ScreenshotD selected — matches

Q9 — Least infrastructure control

CorrectC) SaaS
RationaleSaaS is the highest abstraction layer; users access finished apps with no infra control.
CitationCloud Lec 2, Ch01 — delivery models ordered SaaS (high level) → PaaS → IaaS (low level); SaaS users "do not manage or control the underlying Cloud infrastructure."
ScreenshotC selected — matches
NoteFaaS also minimizes infra control, but lecture stack ranks SaaS as highest abstraction / least control.

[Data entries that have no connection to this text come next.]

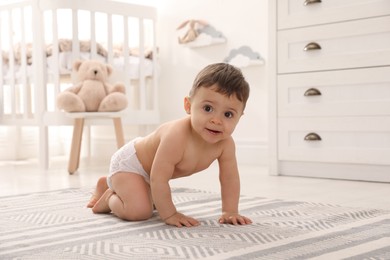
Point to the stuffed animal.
(92, 93)
(192, 32)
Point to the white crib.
(40, 40)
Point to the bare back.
(179, 145)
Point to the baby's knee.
(138, 214)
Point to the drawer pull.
(312, 92)
(309, 2)
(312, 137)
(312, 46)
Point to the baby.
(140, 171)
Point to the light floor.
(19, 177)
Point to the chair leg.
(76, 145)
(120, 138)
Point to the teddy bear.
(92, 93)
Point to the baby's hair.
(227, 78)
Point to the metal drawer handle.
(309, 2)
(312, 137)
(312, 46)
(312, 92)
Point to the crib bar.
(126, 57)
(2, 67)
(30, 89)
(112, 7)
(55, 55)
(141, 67)
(93, 36)
(110, 55)
(155, 76)
(11, 67)
(39, 64)
(26, 110)
(75, 34)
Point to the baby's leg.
(132, 199)
(101, 187)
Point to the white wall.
(242, 23)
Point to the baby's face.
(214, 116)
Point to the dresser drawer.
(295, 13)
(363, 43)
(361, 140)
(358, 92)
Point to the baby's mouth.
(215, 132)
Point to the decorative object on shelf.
(200, 34)
(244, 57)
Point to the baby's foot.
(101, 187)
(101, 206)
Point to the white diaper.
(126, 160)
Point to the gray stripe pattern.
(57, 225)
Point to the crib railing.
(28, 89)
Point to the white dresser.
(329, 87)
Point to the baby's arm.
(162, 170)
(230, 187)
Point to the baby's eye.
(208, 108)
(228, 114)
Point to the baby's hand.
(234, 218)
(180, 220)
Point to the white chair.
(78, 127)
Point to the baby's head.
(228, 79)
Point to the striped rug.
(57, 225)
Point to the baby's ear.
(187, 105)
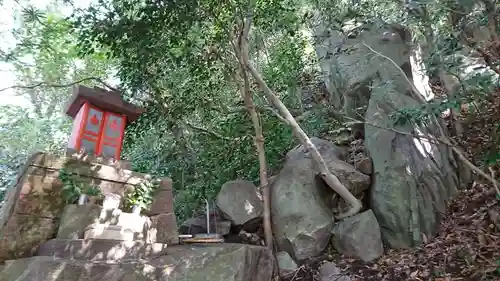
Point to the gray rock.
(240, 202)
(330, 272)
(221, 262)
(412, 178)
(285, 262)
(359, 236)
(302, 220)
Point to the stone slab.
(85, 167)
(108, 232)
(221, 262)
(76, 218)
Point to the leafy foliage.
(45, 53)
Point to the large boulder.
(239, 201)
(359, 236)
(412, 178)
(301, 217)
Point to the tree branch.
(330, 179)
(442, 140)
(207, 131)
(48, 85)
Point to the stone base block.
(109, 232)
(164, 228)
(75, 218)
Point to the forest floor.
(467, 245)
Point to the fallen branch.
(49, 85)
(329, 178)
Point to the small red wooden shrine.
(100, 118)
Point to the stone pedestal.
(109, 232)
(164, 223)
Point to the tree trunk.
(259, 145)
(330, 179)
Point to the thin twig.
(207, 131)
(492, 172)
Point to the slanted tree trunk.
(330, 179)
(259, 145)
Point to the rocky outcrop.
(285, 262)
(228, 262)
(330, 272)
(412, 178)
(301, 217)
(359, 236)
(239, 202)
(198, 225)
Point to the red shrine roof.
(106, 100)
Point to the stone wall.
(33, 207)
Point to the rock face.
(412, 178)
(302, 220)
(198, 225)
(239, 201)
(285, 262)
(359, 236)
(222, 262)
(330, 272)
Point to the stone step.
(100, 250)
(55, 269)
(215, 262)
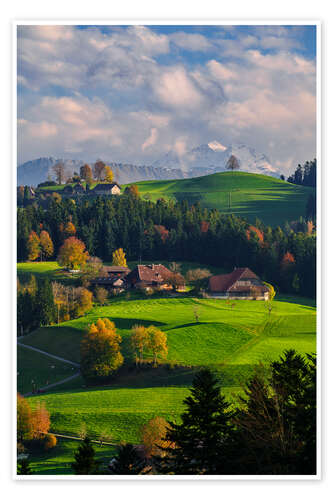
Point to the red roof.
(225, 282)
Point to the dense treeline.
(305, 175)
(269, 430)
(176, 232)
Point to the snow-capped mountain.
(203, 160)
(214, 156)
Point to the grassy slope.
(58, 460)
(228, 340)
(33, 366)
(253, 195)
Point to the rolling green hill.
(251, 195)
(230, 340)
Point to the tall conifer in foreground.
(199, 443)
(85, 463)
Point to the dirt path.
(50, 386)
(48, 354)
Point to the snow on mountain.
(214, 156)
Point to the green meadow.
(249, 195)
(230, 340)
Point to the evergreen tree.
(23, 467)
(127, 462)
(85, 463)
(200, 443)
(45, 308)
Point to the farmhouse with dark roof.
(106, 189)
(242, 283)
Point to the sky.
(132, 93)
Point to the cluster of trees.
(271, 431)
(33, 424)
(305, 175)
(100, 350)
(99, 172)
(42, 303)
(194, 234)
(148, 342)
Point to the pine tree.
(44, 302)
(198, 445)
(127, 462)
(85, 463)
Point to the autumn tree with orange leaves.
(100, 351)
(139, 342)
(40, 421)
(153, 436)
(33, 246)
(72, 253)
(46, 245)
(157, 343)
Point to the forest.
(176, 231)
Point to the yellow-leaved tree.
(139, 342)
(108, 174)
(33, 246)
(72, 253)
(46, 245)
(119, 258)
(157, 343)
(100, 351)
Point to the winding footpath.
(58, 358)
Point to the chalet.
(112, 277)
(242, 283)
(106, 189)
(149, 276)
(68, 189)
(79, 189)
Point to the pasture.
(230, 340)
(246, 195)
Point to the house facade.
(112, 277)
(106, 189)
(242, 283)
(153, 276)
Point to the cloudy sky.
(132, 93)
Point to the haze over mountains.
(205, 159)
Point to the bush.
(50, 441)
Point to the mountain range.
(203, 160)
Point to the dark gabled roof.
(226, 282)
(116, 269)
(105, 187)
(150, 273)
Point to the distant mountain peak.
(217, 146)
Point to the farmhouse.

Q10 — Abstraction levels IaaS/PaaS/SaaS

CorrectB) SaaS is highest level; IaaS is lowest level
RationaleMore abstraction = less user-managed infrastructure.
CitationCloud Lec 2, Ch01 — "Software as a Service (SaaS) (high level)… Infrastructure as a Service (IaaS) (low level)."
ScreenshotB selected — matches

Q11 — OPEX model

CorrectB) Pay-per-use without start-up costs
RationaleCloud shifts CAPEX to operational pay-as-you-go spending.
CitationCloud Lec 1, Ch01 — "switch from a CAPEX to an OPEX or variational expender cost model… eliminate start-up costs and take advantage of the pay-per-use model."
ScreenshotB selected — matches

Q12 — Type 1 hypervisor example

CorrectD) VMware ESXi
RationaleESXi is bare-metal; Workstation and VirtualBox are Type 2 hosted hypervisors.
CitationCloud Lec 3, Ch02 — Type 1 examples "ESXI from VMware"; Type 2 example "VM workstation."
ScreenshotD selected — matches

Q13 — KVM security technology

CorrectB) SELinux (Security-Enhanced Linux)
RationaleSELinux establishes mandatory security boundaries around VMs.
CitationCloud Lec 5, Ch03 — "KVM uses a combination of Security-Enhanced Linux (SELinux) and (sVirt)… SELinux establishes security boundaries around VMs."
ScreenshotB selected — matches

Q14 — Greatest control and security

CorrectC) Private cloud
RationaleDedicated single-org infrastructure with full IT control and stronger isolation.
CitationCloud Lec 1, Ch01 — "Private clouds offer greater control and security"; Cloud Lec 6, Ch05 — private cloud advantages include "Better Control" and "Data Security and Privacy."
ScreenshotC selected — matches

Q15 — Type 2 slower than Type 1

CorrectB) The host OS consumes hardware resources
RationaleType 2 runs atop a host OS that steals CPU/RAM before VMs get them.
CitationCloud Lec 3, Ch02 — "type 2 is much slower than type 1 because the host OS will take hardware resources."